*** (out of four)
Anyone who has ever possessed a weakness for candy and/or video games will want to jump inside “Wreck-It Ralph,” a sweet, colorful 3-D animated feature that finds Disney passing its stuck-in-a-rut partners at Pixar (“Cars 2,” “Brave”).
Like “Toy Story,” “Ralph” focuses on what non-living entertainment items do once people leave the premises. Looking kind of like Colin Farrell if he gained a lot of weight, 9-foot-tall, 600-pound Ralph (voiced by John C. Reilly) has had it with being the bad guy in “Fix It Felix Jr.,” a “Rampage”-looking, 30-year-old arcade game that features happy-go-lucky carpenter Felix (Jack McBrayer) using a magic hammer to repair the damage Ralph causes. This earns Felix a building full of fans (who give him pie) and Ralph a lonely post-work existence, when he retreats to a dump in which he sleeps against a stump on a pile of bricks.

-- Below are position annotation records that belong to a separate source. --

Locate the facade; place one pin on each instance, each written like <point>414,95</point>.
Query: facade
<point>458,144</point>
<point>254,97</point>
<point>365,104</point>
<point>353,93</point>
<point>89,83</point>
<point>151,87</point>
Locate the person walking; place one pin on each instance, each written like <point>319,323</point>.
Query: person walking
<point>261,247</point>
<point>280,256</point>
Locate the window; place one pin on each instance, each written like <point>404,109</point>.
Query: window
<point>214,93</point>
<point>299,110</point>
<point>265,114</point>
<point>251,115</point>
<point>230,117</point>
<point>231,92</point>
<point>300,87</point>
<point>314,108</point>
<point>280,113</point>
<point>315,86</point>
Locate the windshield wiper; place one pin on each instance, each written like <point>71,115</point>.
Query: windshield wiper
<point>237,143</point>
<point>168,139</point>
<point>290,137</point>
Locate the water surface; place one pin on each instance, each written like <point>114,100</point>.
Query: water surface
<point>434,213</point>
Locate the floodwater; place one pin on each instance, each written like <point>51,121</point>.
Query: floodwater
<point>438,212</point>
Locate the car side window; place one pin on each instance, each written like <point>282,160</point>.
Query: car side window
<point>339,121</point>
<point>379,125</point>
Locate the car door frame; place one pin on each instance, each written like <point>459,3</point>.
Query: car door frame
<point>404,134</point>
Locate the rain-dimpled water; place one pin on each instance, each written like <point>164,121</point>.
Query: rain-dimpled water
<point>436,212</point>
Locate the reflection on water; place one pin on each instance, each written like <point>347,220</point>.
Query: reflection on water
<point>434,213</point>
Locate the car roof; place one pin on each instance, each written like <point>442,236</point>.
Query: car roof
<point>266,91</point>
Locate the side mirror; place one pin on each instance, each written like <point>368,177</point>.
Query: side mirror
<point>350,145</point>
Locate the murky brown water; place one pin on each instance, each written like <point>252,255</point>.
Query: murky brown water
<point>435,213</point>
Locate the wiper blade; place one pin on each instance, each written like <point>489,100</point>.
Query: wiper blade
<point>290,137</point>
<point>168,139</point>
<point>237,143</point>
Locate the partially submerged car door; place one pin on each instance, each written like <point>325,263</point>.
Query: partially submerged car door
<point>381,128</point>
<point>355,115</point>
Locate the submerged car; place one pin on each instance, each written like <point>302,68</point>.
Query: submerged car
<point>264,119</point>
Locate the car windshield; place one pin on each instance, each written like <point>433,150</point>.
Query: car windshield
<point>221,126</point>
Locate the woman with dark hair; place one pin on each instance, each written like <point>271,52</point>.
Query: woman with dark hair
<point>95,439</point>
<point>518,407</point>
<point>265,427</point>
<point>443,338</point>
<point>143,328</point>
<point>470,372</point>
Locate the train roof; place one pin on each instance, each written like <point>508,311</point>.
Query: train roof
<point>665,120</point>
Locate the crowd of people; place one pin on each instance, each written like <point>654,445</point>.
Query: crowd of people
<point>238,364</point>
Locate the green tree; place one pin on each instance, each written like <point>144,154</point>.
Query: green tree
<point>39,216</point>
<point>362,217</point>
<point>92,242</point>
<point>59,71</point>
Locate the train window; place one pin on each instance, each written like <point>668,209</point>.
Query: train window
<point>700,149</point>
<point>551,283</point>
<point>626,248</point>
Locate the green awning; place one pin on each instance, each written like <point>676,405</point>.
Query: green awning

The solution, Ralph thinks, will be hopping into a game called “Hero's Duty” and proving to the folks in “Fix It Felix” that not only good guys can win medals. There he encounters a a world full of evil bugs and a tough-talking sergeant (Jane Lynch) with a tragic backstory. Later, in a polar opposite setting that looks like a pre-Russell Brand Katy Perry video, Ralph enters a candy go-kart game called “Sugar Rush” and develops a rocky relationship with Vanellope (Sarah Silverman), who is ostracized for being a “glitch.”
The result looks like a delightful video game crossover episode, where unemployed Q-Bert begs for money and Sonic the Hedgehog warns, “If you die outside your own game, you don't regenerate. Game over.” The sporadically funny script from Phil Johnston (“Cedar Rapids”) and Jennifer Lee works too hard to generate kids' giggles, relying too heavily on “duty” sounding the same as “doody” and jokes such as Ralph telling a character who is stuck to something to “stick around.”
Yet “Wreck-It Ralph” proves surprisingly fresh and agile, especially considering the increasingly common animated film storyline of villains who want to show their softer side (“Despicable Me,” “Megamind”). Ralph has to learn to love himself; Vanellope must triumph over her game's group-think. Viewers of all ages can enjoy the message that feeling left out may come from a misunderstanding or other people's issues, not because you need to change. The movie finds fun in friendship and playing with your food, so you’re forgiven if you focus most strongly on the cupcakes and chocolate lakes.